Giotto’s masterpiece is often considered the fresco cycles he painted for the Scrovegni Chapel or Arena Chapel in Padua, with depictions of salvation seen in the Life of Christ and the Life of the Virgin and also a Last Judgment piece. The combined works, completed in the course of up to 7 years, have become known as a defining early masterwork of the Renaissance, going on to influence many artists in Florence and beyond.

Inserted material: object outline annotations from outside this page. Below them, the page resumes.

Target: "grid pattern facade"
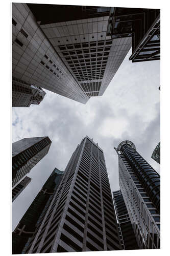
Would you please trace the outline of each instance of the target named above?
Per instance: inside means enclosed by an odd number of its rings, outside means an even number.
[[[13,232],[13,254],[25,253],[63,174],[55,168]]]
[[[132,45],[131,38],[107,36],[109,17],[40,25],[87,97],[103,95]]]
[[[40,137],[12,143],[13,186],[48,153],[51,143],[48,137]]]
[[[26,4],[12,4],[13,76],[85,103],[88,98],[45,37]]]
[[[86,136],[72,154],[26,253],[120,249],[103,152]]]
[[[113,192],[113,196],[122,247],[125,250],[139,249],[121,190]]]
[[[152,153],[152,158],[154,159],[157,163],[160,163],[160,142],[159,142],[158,145],[155,147]]]
[[[46,93],[41,88],[12,78],[12,106],[30,106],[40,104]]]
[[[119,186],[137,242],[140,249],[159,248],[160,176],[134,148],[124,144],[115,149]]]
[[[25,188],[27,187],[31,181],[31,178],[26,176],[12,189],[12,202],[13,202],[22,191]]]

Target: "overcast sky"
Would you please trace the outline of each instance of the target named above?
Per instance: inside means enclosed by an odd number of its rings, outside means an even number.
[[[84,105],[45,90],[40,105],[13,108],[12,142],[26,137],[48,136],[48,154],[28,176],[32,179],[13,203],[13,230],[55,167],[65,168],[86,135],[103,150],[111,189],[119,188],[118,156],[114,150],[123,140],[160,173],[151,155],[160,141],[160,61],[132,63],[127,54],[102,97]]]

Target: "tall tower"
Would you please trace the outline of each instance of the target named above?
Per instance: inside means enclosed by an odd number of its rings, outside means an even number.
[[[121,190],[113,192],[113,196],[122,247],[125,250],[139,249]]]
[[[157,163],[160,163],[160,142],[159,142],[158,145],[154,150],[152,156],[152,158],[154,159]]]
[[[12,106],[28,107],[31,104],[39,105],[45,94],[41,87],[12,78]]]
[[[81,103],[88,100],[26,4],[12,4],[12,75]]]
[[[132,46],[131,37],[108,34],[113,8],[28,6],[86,96],[102,96]]]
[[[24,253],[35,230],[48,208],[63,172],[55,168],[12,234],[13,254]]]
[[[160,248],[160,175],[125,140],[115,148],[119,186],[140,249]]]
[[[26,176],[13,189],[12,189],[12,202],[19,196],[25,187],[28,186],[31,182],[31,179]]]
[[[12,6],[13,76],[83,103],[103,95],[132,45],[108,34],[111,7]]]
[[[26,253],[121,249],[103,152],[78,145]]]
[[[12,143],[12,186],[37,164],[48,152],[48,137],[25,138]]]

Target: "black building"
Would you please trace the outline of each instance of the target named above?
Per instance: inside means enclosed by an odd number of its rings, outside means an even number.
[[[48,137],[25,138],[12,143],[12,186],[17,184],[48,152]]]
[[[24,253],[58,187],[63,172],[55,168],[12,234],[12,253]]]
[[[121,190],[113,192],[113,196],[122,247],[125,250],[139,249]]]
[[[119,183],[139,249],[158,249],[160,243],[160,177],[125,140],[117,148]]]

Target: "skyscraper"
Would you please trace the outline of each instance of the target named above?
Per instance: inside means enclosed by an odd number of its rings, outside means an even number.
[[[12,106],[28,107],[31,104],[39,105],[45,94],[41,87],[12,78]]]
[[[88,100],[26,4],[12,4],[12,75],[82,103]]]
[[[103,152],[86,136],[72,155],[26,253],[121,249]]]
[[[108,35],[110,10],[13,3],[13,75],[83,103],[102,96],[132,45]]]
[[[112,38],[132,38],[132,53],[129,60],[138,62],[160,59],[160,9],[116,7],[112,12],[109,34]]]
[[[156,161],[158,163],[160,163],[160,142],[155,147],[151,156],[153,159]]]
[[[113,196],[122,247],[124,250],[139,249],[121,190],[114,191]]]
[[[63,174],[63,172],[55,168],[17,225],[12,234],[13,254],[25,253],[37,225],[43,218],[58,187]]]
[[[117,148],[119,183],[139,249],[160,248],[160,175],[125,140]]]
[[[18,182],[48,152],[48,137],[25,138],[12,143],[12,186]]]
[[[13,189],[12,189],[12,202],[19,196],[25,187],[31,181],[31,178],[26,176]]]

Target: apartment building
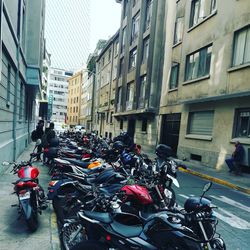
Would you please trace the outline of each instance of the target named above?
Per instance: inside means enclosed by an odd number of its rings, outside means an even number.
[[[80,105],[83,71],[76,72],[68,79],[67,124],[80,124]]]
[[[65,123],[67,118],[68,79],[72,71],[51,67],[48,79],[48,119]]]
[[[165,0],[118,1],[119,30],[115,134],[128,131],[144,150],[157,143],[165,41]]]
[[[35,127],[44,19],[44,0],[0,1],[0,162],[16,160]]]
[[[117,79],[119,31],[107,41],[96,59],[97,131],[106,138],[115,132],[113,114],[115,111],[115,89]]]
[[[250,2],[168,1],[159,141],[217,169],[250,165]]]

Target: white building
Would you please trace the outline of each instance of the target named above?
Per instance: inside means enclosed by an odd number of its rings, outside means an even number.
[[[68,101],[68,78],[72,71],[50,68],[48,79],[48,119],[54,122],[65,122]]]

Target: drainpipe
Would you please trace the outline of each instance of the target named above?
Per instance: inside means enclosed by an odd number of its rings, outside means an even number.
[[[18,3],[18,18],[20,18],[21,15],[21,1]],[[20,26],[20,22],[19,22]],[[13,109],[13,127],[12,127],[12,136],[13,136],[13,160],[16,160],[16,147],[17,147],[17,136],[16,136],[16,124],[17,124],[17,87],[18,87],[18,82],[19,82],[19,71],[20,71],[20,62],[19,62],[19,57],[20,57],[20,27],[18,27],[18,32],[17,34],[17,53],[16,53],[16,60],[17,60],[17,71],[15,75],[15,90],[14,90],[14,109]]]

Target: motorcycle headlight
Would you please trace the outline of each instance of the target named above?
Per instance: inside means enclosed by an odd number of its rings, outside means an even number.
[[[175,174],[177,169],[176,163],[174,161],[170,161],[170,165],[171,165],[171,172]]]

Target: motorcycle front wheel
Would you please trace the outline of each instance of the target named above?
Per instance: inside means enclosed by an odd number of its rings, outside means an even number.
[[[62,243],[65,250],[71,250],[74,246],[87,239],[84,227],[78,222],[64,224],[61,232]]]
[[[102,242],[94,240],[84,240],[76,244],[71,250],[108,250],[109,248]]]
[[[32,210],[31,215],[28,219],[26,219],[26,223],[31,232],[35,232],[38,228],[38,215],[37,212]]]

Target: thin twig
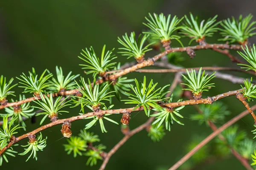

Giotto painted other works in Padua, as well as in Assisi, and traveled back and forth between Rome and Florence. These made up most of his later works, including his Madonna altarpiece in the Church of Ognissanti in Florence, from around 1310. The piece, now in the Uffizi Gallery, finds its display in comparison to Cimabue’s Santa Trinita Madonna and Duccio’s (1255 – 1260) famous masterpiece, the Rucellai Madonna. Receiving a great number of religious commissions in Rome, Giotto also traveled to work in Bologna and Milan. The artist was also an accomplished architect, appointed to work on the Basilica di Santa Maria del Fiore, (The Duomo of Florence).
Dante (1265 – 1321) praised Giotto in the Divine Comedy, saying, “Once Cimabue thought to hold the field as painter; Giotto now is all the rage, dimming the luster of the other’s fame.”